Lonewolf, it's legal in California -- isn't that crazy?? I drive in California some time and I'm really scared about accidentally killing a motorcyclist.

http://www.latimes.com/business/autos/la-fi-hy-lane-splitting-20180927-story.html


----------



## Beaver101 (Nov 14, 2011)

lonewolf :) said:


> ... It was not the minority of bikers it was the majority of bikers driving crazy. It would be best if this type of ridding was banned. *There is something wrong with riders that have real noisy bikes so they can feel powerful*.


 ... and a price to pay later, eventually when 18 wheelers decide to run them over or just knock them off the highway.

Or maybe no other vehicles needed ... black ice will do nicely. Okay, not in California but at least in the snowy provinces of Canada that we don't see them all year round.


----------



## humble_pie (Jun 7, 2009)

Beaver101 said:


> ... and a price to pay later, eventually when 18 wheelers decide to run them over or just knock them off the highway.
> 
> Or maybe no other vehicles needed ... black ice will do nicely. Okay, not in California but at least in the snowy provinces of Canada that we don't see them all year round.




my goodness, is the above a serious death threat?
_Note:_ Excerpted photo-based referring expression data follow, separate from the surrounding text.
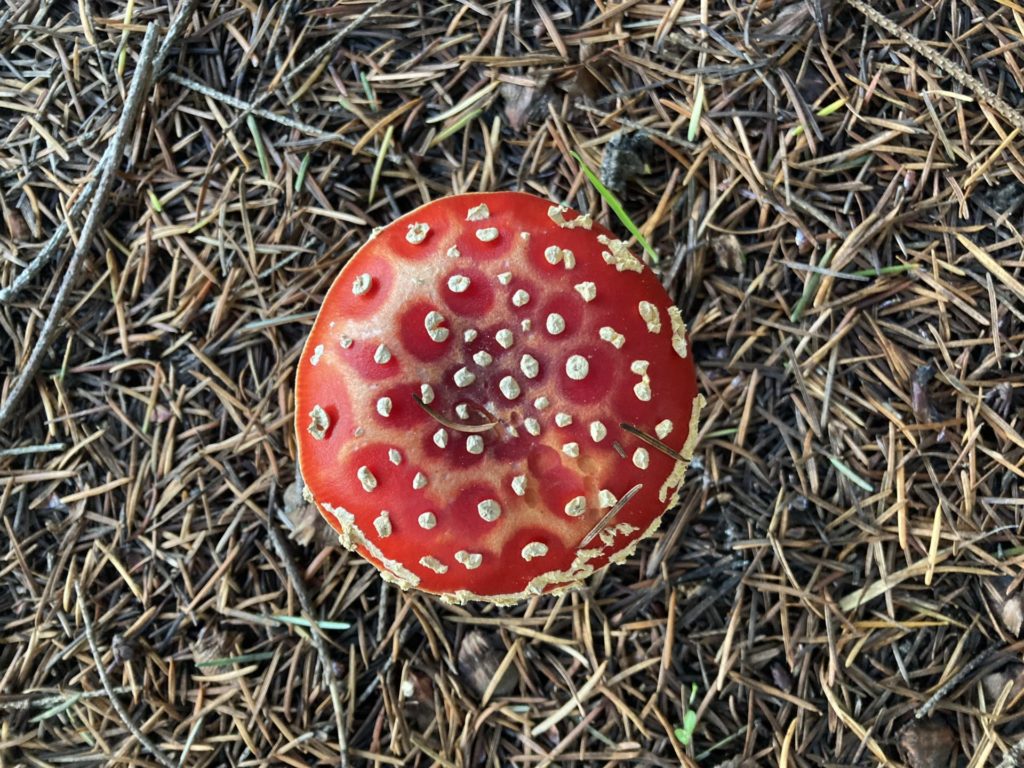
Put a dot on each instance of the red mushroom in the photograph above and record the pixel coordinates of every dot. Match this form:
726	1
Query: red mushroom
496	399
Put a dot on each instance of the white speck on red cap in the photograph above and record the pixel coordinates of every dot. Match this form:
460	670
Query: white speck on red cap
489	510
577	506
641	458
650	315
509	387
478	213
529	367
555	324
433	323
417	232
383	524
367	478
577	368
534	549
611	336
361	284
433	563
588	290
519	484
505	338
470	560
318	423
464	377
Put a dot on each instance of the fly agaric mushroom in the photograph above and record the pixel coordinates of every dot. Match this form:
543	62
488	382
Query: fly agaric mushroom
496	399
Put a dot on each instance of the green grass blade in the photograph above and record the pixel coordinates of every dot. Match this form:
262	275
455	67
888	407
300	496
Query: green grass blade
851	475
694	127
244	658
614	205
260	150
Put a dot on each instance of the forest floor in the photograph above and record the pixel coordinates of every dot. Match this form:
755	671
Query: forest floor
836	192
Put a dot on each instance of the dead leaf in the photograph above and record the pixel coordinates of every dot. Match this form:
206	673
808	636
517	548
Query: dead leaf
479	657
1010	608
728	252
523	102
928	743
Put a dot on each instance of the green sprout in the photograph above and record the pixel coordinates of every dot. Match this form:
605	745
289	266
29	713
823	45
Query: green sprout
608	197
685	733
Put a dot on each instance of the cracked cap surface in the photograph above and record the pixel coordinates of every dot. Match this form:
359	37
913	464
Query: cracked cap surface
497	309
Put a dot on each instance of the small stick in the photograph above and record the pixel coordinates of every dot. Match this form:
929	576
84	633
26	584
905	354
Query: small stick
603	523
104	180
445	422
314	631
247	108
105	682
926	709
652	441
50	248
957	73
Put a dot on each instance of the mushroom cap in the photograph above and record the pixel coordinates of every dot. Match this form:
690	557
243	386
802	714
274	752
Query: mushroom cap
461	397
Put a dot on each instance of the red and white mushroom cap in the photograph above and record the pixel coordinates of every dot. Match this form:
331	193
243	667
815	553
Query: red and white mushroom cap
496	399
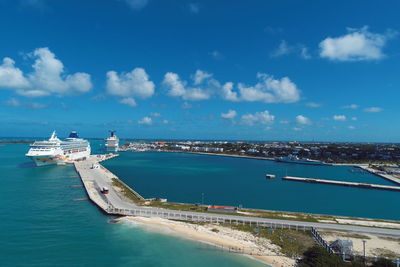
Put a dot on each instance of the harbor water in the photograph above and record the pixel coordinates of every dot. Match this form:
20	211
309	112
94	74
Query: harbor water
196	178
44	224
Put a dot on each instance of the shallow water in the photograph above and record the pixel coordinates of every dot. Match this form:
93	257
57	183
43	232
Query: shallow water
42	225
236	181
millions upon millions of northern europeans - france, belgium, germany, denmark, scandinavia - ride motor scooters or motorbikes to get around. Commute to work. Shopping. Visit friends & relatives. Sightseeing.

they use scooters & bikes primarily because the gas consumption is so much less. Easy urban navigation & minimized parking don't hurt either. 

.


----------



## Just a Guy (Mar 27, 2012)

Yeah, and things are much closer together. You don’t see many scooters on the autobahn. Canada is big, lots of highway driving, lots of big trucks. My kids have been run off the roads by semi trucks and they are in cars. Motorcycles are a deathwish on some roads.


----------



## Beaver101 (Nov 14, 2011)

Just a Guy said:


> Yeah, and things are much closer together. You don’t see many scooters on the autobahn. Canada is big, lots of highway driving, lots of big trucks. My kids have been run off the roads by semi trucks and they are in cars.* Motorcycles are a deathwish on some roads.*


 ...+1.


----------